Il nome delle nostre crisi - Singola | Storie di scenari e orizzonti

Il nome delle nostre crisi

Aggiornare il concetto di "crisi della presenza" di fronte al collasso climatico ed ecologico.

Ariele Di Mario

ha studiato Lettere Moderne e Antropologia Culturale all'Università di Bologna. Ha scritto per Parte del discorso e condotto Mezz'ora d'eco, un programma radiofonico di ecologia politica su RadioSpore. Si interessa del rapporto tra natura e cultura, in un’ottica di superamento dei loro confini, di attivismo ambientale, di poesia sociale.

Nel saggio La fine del mondo, uscito postumo a fine anni ’70 ma recuperato da un’altra edizione Einaudi ora aggiornata nel 2019, è stata messa in luce quell’ampia riflessione sul senso di apocalisse umano che ha caratterizzato gli ultimi anni di vita di Ernesto De Martino. Già a maggio del 1964, durante un convegno internazionale a Perugia su Il mondo di domani, l’antropologo italiano esponeva alcuni esiti della sua ampia ricerca, portando come esempio la storia del suo incontro con il “pastore di Marcellinara”. Anni prima, mentre De Martino si trovava con il suo gruppo di ricerca in Calabria, ad un anziano del posto furono chieste alcune indicazioni stradali. Per comprendere meglio le sue parole, il gruppo fece salire in macchina il pastore, offrendogli di riportarlo successivamente a casa. Fu a questo punto che quest’ultimo, nel momento stesso in cui dal finestrino della macchina non riusciva a scorgere il campanile del suo paese di origine, fu scosso da un crescente senso di inquietudine. Riportato subito indietro, in balia di un attacco d’ansia, l’anziano riuscì a calmarsi solo dopo aver riacquisito la vista di quella costruzione, simbolo della sua patria momentaneamente perduta. In questo senso l’episodio può diventare archetipico per il concetto cardine degli studi di De Martino: la “crisi della presenza”.

Termine elaborato a partire dalla filosofia di Heidegger e dall’esistenzialismo italiano di Enzo Paci e Nicola Abbagnano, per perdita di presenza si intende quell’angoscia universale di “non esserci” nel momento presente a causa di una momentanea messa in crisi del nostro orizzonte culturale e valoriale.
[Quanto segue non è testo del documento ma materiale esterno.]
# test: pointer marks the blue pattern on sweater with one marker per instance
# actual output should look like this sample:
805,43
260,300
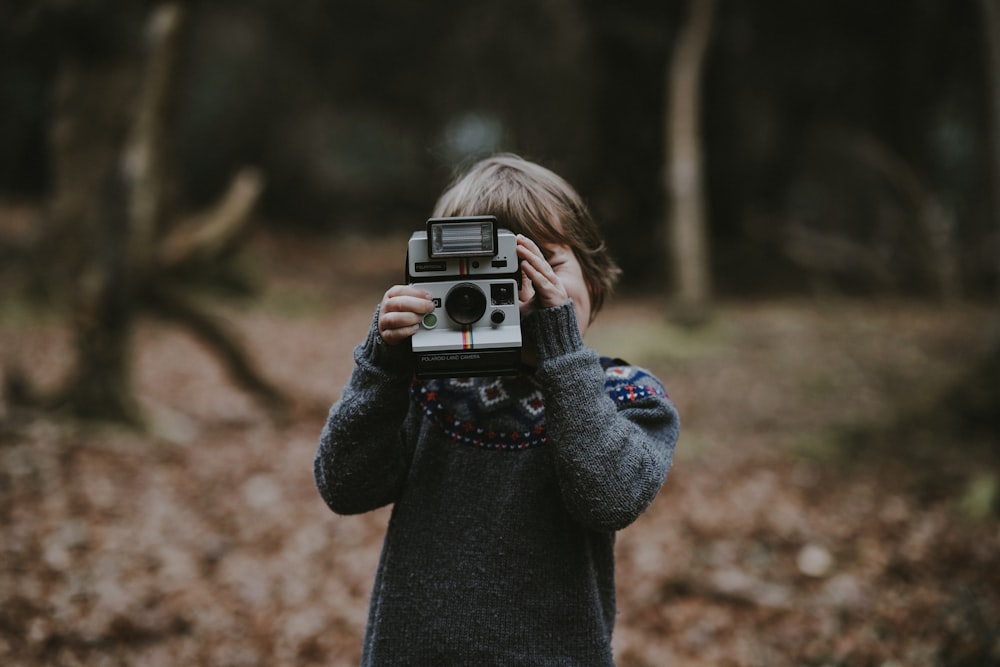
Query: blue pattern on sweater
515,405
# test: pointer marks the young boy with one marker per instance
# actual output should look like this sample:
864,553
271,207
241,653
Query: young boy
506,491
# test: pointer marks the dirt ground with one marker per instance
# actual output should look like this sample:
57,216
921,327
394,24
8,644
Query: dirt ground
777,540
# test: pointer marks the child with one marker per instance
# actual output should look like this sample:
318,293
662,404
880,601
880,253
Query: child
506,491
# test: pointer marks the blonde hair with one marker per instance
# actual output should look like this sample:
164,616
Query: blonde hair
528,199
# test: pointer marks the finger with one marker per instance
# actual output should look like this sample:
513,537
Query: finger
396,336
408,304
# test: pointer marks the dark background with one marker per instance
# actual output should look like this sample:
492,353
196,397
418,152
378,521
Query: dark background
358,114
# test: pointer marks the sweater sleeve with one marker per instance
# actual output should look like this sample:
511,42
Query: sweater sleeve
613,441
362,458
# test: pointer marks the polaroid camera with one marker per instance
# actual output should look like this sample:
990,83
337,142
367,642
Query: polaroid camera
471,269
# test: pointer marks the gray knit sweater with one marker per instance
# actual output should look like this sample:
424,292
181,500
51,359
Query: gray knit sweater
506,495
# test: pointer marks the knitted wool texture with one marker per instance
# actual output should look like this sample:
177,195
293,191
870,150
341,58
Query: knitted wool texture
506,496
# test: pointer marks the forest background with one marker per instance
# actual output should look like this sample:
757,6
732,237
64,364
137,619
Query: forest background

Questa avviene ad esempio in seguito alla scomparsa del proprio mondo domestico (perché “addomesticato” dal nostro viverci), come è accaduto al pastore di Marcellinara. Accade anche con l’irruzione della morte di un nostro conoscente, che ad esempio viene assimilata e superata attraverso specifiche credenze religiose (e non) e pratiche ritualizzate. È così che si supera, tramite quel meccanismo che l’antropologo chiama “ethos del trascendimento”, quel senso di sgomento che ci può cogliere in piccolo e in grande durante tanti momenti di passaggio della nostra vita.
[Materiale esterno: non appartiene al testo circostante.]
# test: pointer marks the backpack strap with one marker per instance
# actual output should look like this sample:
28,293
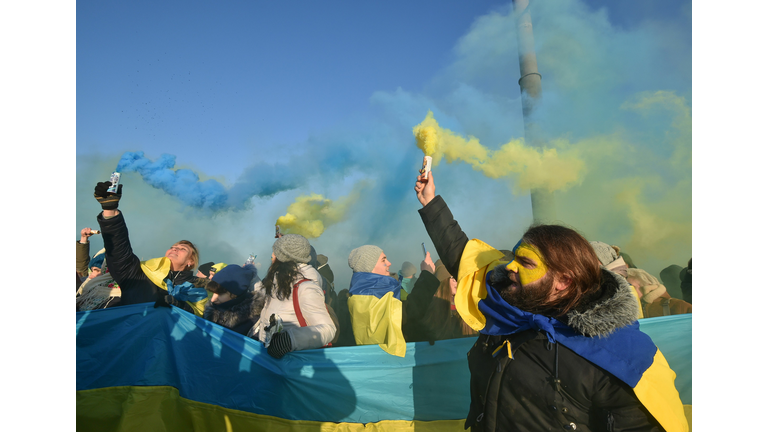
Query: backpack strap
296,307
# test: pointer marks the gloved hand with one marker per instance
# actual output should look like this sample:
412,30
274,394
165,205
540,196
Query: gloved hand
107,200
280,345
165,301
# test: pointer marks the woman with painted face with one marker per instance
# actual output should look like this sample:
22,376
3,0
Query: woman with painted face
166,280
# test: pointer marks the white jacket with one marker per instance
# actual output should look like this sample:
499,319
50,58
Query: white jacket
320,329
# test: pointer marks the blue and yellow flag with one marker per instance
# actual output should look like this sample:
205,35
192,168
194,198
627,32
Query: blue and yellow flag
627,353
145,368
376,312
157,270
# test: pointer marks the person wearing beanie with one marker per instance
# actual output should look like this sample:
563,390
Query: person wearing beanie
611,260
295,316
375,308
87,267
654,298
233,303
99,290
430,308
167,281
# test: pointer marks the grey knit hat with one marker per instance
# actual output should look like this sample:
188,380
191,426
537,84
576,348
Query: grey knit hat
364,258
605,253
408,269
292,247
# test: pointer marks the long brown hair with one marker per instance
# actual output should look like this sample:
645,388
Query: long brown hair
284,273
440,320
567,254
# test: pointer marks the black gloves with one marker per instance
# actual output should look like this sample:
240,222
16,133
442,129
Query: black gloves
165,301
107,200
280,345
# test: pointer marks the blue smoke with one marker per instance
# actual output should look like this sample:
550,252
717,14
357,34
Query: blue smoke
184,184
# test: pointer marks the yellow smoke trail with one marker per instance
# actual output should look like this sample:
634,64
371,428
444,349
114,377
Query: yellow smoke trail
634,198
554,168
311,214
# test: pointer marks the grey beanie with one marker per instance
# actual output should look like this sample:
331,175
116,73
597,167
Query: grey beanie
605,253
408,269
364,258
292,247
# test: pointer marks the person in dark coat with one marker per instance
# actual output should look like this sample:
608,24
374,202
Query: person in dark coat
559,346
166,281
234,304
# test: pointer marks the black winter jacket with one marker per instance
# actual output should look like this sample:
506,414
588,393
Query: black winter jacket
239,314
545,386
125,267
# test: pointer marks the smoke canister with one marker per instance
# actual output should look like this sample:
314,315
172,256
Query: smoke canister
115,180
426,167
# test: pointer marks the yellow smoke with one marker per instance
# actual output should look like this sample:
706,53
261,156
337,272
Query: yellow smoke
636,199
311,214
555,168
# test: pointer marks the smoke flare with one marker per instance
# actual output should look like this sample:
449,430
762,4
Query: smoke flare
546,168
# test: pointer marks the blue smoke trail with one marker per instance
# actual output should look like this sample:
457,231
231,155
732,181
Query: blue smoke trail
184,184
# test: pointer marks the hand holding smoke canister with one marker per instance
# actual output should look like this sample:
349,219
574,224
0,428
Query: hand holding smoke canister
426,167
115,180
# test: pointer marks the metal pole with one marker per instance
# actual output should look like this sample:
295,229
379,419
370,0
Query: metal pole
542,203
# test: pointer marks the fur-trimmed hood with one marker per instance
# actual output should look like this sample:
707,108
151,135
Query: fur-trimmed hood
613,307
241,313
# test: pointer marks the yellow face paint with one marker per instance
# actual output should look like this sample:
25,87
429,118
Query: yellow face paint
528,264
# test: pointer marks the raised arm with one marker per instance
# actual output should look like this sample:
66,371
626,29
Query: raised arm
445,232
123,264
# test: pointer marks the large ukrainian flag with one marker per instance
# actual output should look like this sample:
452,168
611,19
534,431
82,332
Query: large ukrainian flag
147,369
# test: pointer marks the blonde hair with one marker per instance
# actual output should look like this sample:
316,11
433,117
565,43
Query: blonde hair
194,255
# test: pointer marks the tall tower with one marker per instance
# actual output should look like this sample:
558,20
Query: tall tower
542,201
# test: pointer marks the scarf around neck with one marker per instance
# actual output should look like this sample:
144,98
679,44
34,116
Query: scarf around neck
373,284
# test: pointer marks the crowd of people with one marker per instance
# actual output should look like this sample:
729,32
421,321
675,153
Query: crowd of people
553,289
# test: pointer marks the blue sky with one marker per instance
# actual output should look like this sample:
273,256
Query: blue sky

Ma se per De Martino la crisi della presenza (non più tipica di quel “mondo magico” del Sud su cui si focalizzarono gran parte delle sue etnografie) è infine stata individuata come tendenza tipica della natura umana, questa può richiedere differenti e contestuali meccanismi di risoluzione, a seconda dell’evoluzione storica e culturale di questo spaesamento. Il mondo del dopoguerra negli anni ’60 ad esempio, agli occhi dell’antropologo campano, già appariva diametralmente cambiato: «Il problema centrale del mondo di oggi appare dunque la fondazione di un nuovo ethos culturale non più adeguato al “campanile di Marcellinara”, ma all’intero pianeta terra, che ormai gli astronauti contemplano dalle solitudini cosmiche e che sta di fatto diventando, per quanto attraverso contraddizioni e resistenze, la nostra patria culturale fondamentalmente unitaria».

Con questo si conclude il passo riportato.